Solistas de la ROSS | Crítica

Colosal retorno de Enescu

Ocho solistas de la ROSS tocando a Enescu en el Espacio Turina.

Ocho solistas de la ROSS tocando a Enescu en el Espacio Turina. / Guillermo Mendo

Enescu tenía apenas 17 años y era alumno de Fauré en el Conservatorio de París cuando empezó a componer el que será su Octeto para cuerdas. Qué impulso llevó al joven a embarcarse en una obra tan monumental, que le ocuparía más de año y medio de arduo esfuerzo ("un ingeniero que levanta su primer puente colgante sobre un río no sentirá más ansiedad que yo", dijo) y no pudo estrenar en público hasta nueve años después de terminarla en 1900, pues ni el gran empresario parisino de los conciertos Édouard Colonne se atrevió a presentarla tras comprobar, después de cinco ensayos de sus músicos, que el riesgo de la composición era más que notable.

Qué osadía movió a este músico aún casi desconocido a desafiar a sus propios maestros y a la tradición con una obra de unas características tan singulares. Acaso fue eso, su misma energía juvenil, quizás un intento de emular al Mendelssohn que con sólo 16 años había escrito el otro gran octeto para cuerdas del repertorio.
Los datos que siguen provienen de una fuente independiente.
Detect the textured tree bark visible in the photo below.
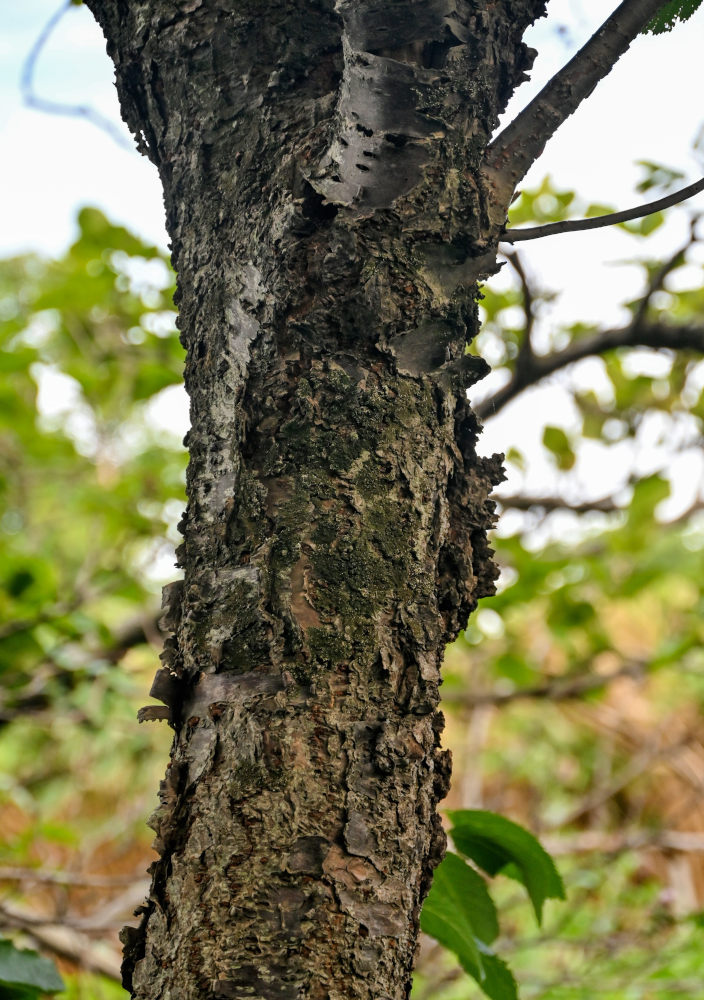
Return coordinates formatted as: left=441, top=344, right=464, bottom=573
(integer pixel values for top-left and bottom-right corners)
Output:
left=87, top=0, right=544, bottom=1000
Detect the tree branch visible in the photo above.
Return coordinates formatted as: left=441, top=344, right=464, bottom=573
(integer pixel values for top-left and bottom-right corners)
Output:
left=493, top=493, right=623, bottom=514
left=20, top=0, right=132, bottom=152
left=474, top=323, right=704, bottom=420
left=503, top=250, right=535, bottom=376
left=501, top=177, right=704, bottom=243
left=484, top=0, right=663, bottom=194
left=443, top=661, right=647, bottom=708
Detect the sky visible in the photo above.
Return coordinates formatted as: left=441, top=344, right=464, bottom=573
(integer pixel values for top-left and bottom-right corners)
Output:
left=0, top=0, right=704, bottom=532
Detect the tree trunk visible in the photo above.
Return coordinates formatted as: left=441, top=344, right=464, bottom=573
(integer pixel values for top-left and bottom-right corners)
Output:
left=87, top=0, right=544, bottom=1000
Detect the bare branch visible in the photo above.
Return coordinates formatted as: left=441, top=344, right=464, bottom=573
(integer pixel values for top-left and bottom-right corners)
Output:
left=543, top=830, right=704, bottom=857
left=0, top=865, right=144, bottom=888
left=443, top=660, right=648, bottom=708
left=485, top=0, right=663, bottom=194
left=493, top=493, right=623, bottom=514
left=20, top=0, right=133, bottom=152
left=474, top=323, right=704, bottom=420
left=0, top=902, right=120, bottom=983
left=501, top=177, right=704, bottom=243
left=633, top=216, right=699, bottom=326
left=504, top=250, right=535, bottom=374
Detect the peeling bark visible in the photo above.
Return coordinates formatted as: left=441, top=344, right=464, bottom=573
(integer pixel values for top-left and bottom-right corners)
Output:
left=87, top=0, right=544, bottom=1000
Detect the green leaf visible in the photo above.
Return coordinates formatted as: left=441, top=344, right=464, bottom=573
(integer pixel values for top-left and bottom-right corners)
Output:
left=543, top=427, right=576, bottom=471
left=642, top=0, right=702, bottom=35
left=420, top=853, right=518, bottom=1000
left=449, top=809, right=565, bottom=924
left=0, top=940, right=64, bottom=998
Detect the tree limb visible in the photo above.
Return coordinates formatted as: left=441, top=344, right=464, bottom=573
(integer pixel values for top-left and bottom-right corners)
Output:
left=484, top=0, right=663, bottom=195
left=504, top=250, right=535, bottom=377
left=501, top=177, right=704, bottom=243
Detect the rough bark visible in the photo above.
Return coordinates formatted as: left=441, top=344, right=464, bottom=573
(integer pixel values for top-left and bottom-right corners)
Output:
left=88, top=0, right=544, bottom=1000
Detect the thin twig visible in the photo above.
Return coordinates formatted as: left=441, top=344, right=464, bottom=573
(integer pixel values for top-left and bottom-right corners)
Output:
left=633, top=216, right=699, bottom=326
left=0, top=865, right=144, bottom=888
left=20, top=0, right=133, bottom=152
left=0, top=903, right=120, bottom=983
left=493, top=493, right=623, bottom=514
left=543, top=830, right=704, bottom=857
left=504, top=250, right=536, bottom=378
left=474, top=323, right=704, bottom=420
left=501, top=177, right=704, bottom=243
left=443, top=661, right=648, bottom=708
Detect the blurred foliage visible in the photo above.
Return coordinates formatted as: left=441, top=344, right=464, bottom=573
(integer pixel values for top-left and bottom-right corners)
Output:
left=0, top=164, right=704, bottom=1000
left=0, top=208, right=185, bottom=998
left=414, top=163, right=704, bottom=1000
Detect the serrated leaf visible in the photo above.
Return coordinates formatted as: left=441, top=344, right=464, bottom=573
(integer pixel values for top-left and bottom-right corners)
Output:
left=643, top=0, right=702, bottom=35
left=449, top=809, right=565, bottom=924
left=420, top=853, right=518, bottom=1000
left=0, top=940, right=64, bottom=997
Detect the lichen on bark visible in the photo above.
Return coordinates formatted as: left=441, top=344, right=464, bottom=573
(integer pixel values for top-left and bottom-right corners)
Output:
left=88, top=0, right=544, bottom=1000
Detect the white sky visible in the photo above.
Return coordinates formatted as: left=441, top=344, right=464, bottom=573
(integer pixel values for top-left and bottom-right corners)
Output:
left=0, top=0, right=704, bottom=528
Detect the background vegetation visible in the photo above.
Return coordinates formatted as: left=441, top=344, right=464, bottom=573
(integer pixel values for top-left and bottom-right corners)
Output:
left=0, top=164, right=704, bottom=1000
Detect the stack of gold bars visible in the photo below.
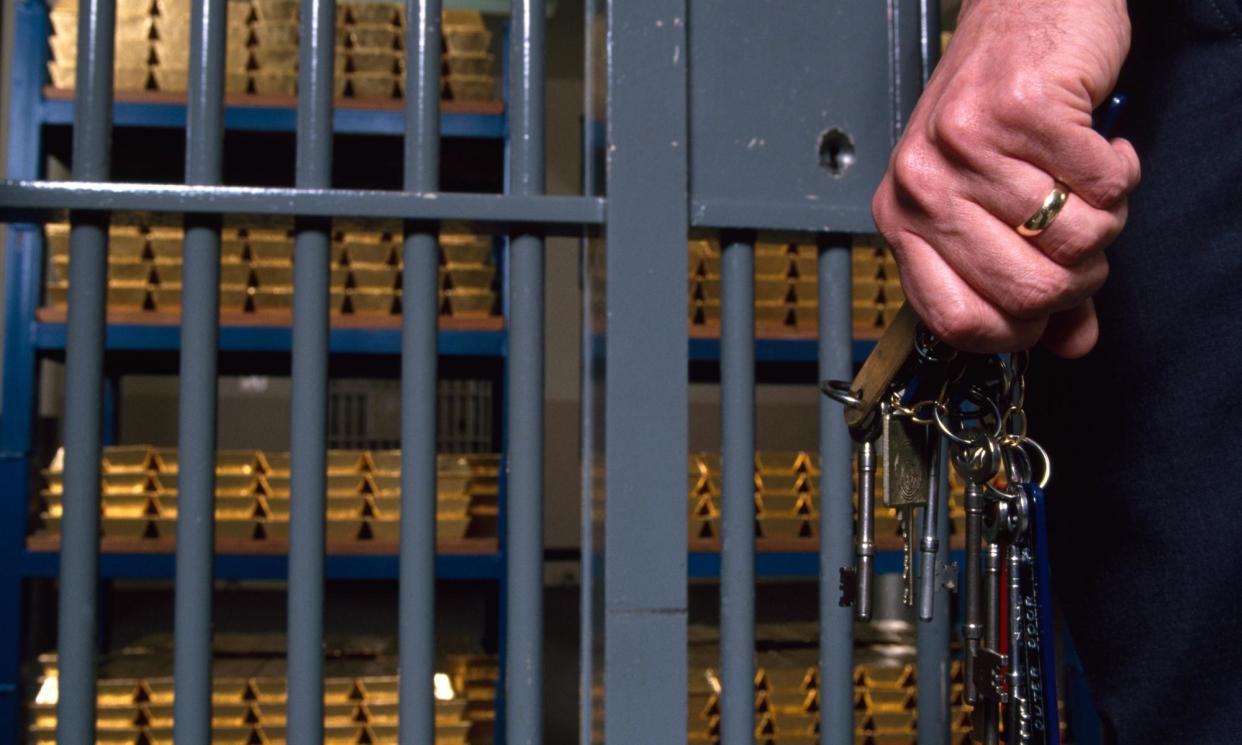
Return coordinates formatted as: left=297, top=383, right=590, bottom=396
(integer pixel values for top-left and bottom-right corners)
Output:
left=45, top=219, right=497, bottom=318
left=48, top=0, right=498, bottom=101
left=688, top=651, right=970, bottom=745
left=27, top=656, right=499, bottom=745
left=688, top=451, right=966, bottom=540
left=41, top=445, right=499, bottom=541
left=689, top=238, right=905, bottom=336
left=441, top=10, right=499, bottom=101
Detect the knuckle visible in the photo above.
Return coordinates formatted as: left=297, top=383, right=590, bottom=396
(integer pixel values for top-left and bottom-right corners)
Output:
left=1088, top=163, right=1130, bottom=209
left=992, top=75, right=1046, bottom=129
left=1005, top=274, right=1066, bottom=318
left=892, top=142, right=943, bottom=211
left=923, top=300, right=986, bottom=349
left=929, top=97, right=985, bottom=154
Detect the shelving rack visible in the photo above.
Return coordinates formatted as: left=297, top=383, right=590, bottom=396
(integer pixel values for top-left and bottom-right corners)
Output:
left=0, top=0, right=508, bottom=741
left=0, top=0, right=998, bottom=736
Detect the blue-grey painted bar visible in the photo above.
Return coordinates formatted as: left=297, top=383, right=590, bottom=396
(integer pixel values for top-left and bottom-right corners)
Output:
left=397, top=0, right=441, bottom=745
left=604, top=0, right=695, bottom=745
left=578, top=0, right=604, bottom=745
left=818, top=233, right=853, bottom=745
left=0, top=180, right=605, bottom=227
left=720, top=235, right=755, bottom=745
left=286, top=0, right=335, bottom=744
left=504, top=0, right=545, bottom=745
left=173, top=0, right=227, bottom=745
left=915, top=437, right=955, bottom=745
left=56, top=0, right=117, bottom=744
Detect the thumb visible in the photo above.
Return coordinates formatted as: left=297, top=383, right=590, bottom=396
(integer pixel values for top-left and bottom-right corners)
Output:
left=1042, top=299, right=1099, bottom=360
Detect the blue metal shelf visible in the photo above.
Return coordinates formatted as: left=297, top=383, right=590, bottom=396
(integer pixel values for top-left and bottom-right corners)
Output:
left=689, top=549, right=966, bottom=580
left=39, top=98, right=508, bottom=139
left=21, top=551, right=504, bottom=580
left=34, top=323, right=505, bottom=356
left=691, top=336, right=876, bottom=363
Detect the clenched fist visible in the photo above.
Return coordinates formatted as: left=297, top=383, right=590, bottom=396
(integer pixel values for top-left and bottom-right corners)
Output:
left=872, top=0, right=1139, bottom=356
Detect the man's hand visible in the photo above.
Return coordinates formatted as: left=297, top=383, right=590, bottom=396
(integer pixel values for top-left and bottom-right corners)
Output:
left=872, top=0, right=1139, bottom=356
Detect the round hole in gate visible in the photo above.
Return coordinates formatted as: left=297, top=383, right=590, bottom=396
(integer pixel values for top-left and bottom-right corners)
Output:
left=820, top=127, right=854, bottom=178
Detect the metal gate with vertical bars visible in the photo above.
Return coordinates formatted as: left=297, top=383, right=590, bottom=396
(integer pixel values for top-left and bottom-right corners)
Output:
left=0, top=0, right=949, bottom=745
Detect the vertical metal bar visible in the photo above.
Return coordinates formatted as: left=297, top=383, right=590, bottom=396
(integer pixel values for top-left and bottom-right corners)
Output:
left=720, top=235, right=755, bottom=745
left=173, top=0, right=227, bottom=745
left=604, top=0, right=689, bottom=745
left=917, top=437, right=956, bottom=745
left=56, top=0, right=117, bottom=743
left=0, top=7, right=47, bottom=741
left=818, top=233, right=853, bottom=745
left=504, top=0, right=546, bottom=745
left=397, top=0, right=441, bottom=745
left=578, top=0, right=602, bottom=745
left=287, top=0, right=335, bottom=744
Pero hasta en eso pareció desear Enescu sobreponerse, escribiendo, donde el adolescente hamburgués privilegió al primer violín en una pieza también genial pero con perfiles más asumibles, una obra de complejísima polifonía que además construye con sus cuatro movimientos una forma sonata por completo colosal y casi única en la literatura camerística mundial.

Hace unos años, Benedict Palko ya había programado con éxito este Octeto en su añorado Festival Turina. Estos ocho solistas de la ROSS ofrecieron de él una interpretación soberbia, en la que ese espíritu casi bachiano de la polifonía, con sus imitaciones y sus portentosos contrastes texturales, que aparecen ya en un primer movimiento de una riqueza motívica asombrosa, fue perfectamente compatible con el lirismo que tan bien había aprendido el rumano de sus maestros (Massenet, además de Fauré), por ejemplo, en un Lentement delicioso, con las progresiones dinámicas articuladas con una finura de enorme eficacia; compatible también con el impulso casi demoníaco que exhaló desde su mismo arranque el Très fougueux, en el que, merced a unos acentos poderosísimos y una rítmica vibrante, pareció habitar hasta Berlioz; y compatible (¡y necesario!) al fin con la profundidad para enunciar el movimiento final, un alarde compositivo en el que todos los temas de la obra suenan a veces unos encima de otros, con una claridad pasmosa. Más allá del estupendo trabajo conjunto, el violín de Alexa Farré y la viola de Francesco Tosco resultaron auténticos guías para sus compañeros en un desempeño de una intensidad en verdad agotadora. Si pocas veces puede justificarse un programa con sólo una obra de cuarenta minutos de duración, esta fue una de esas veces.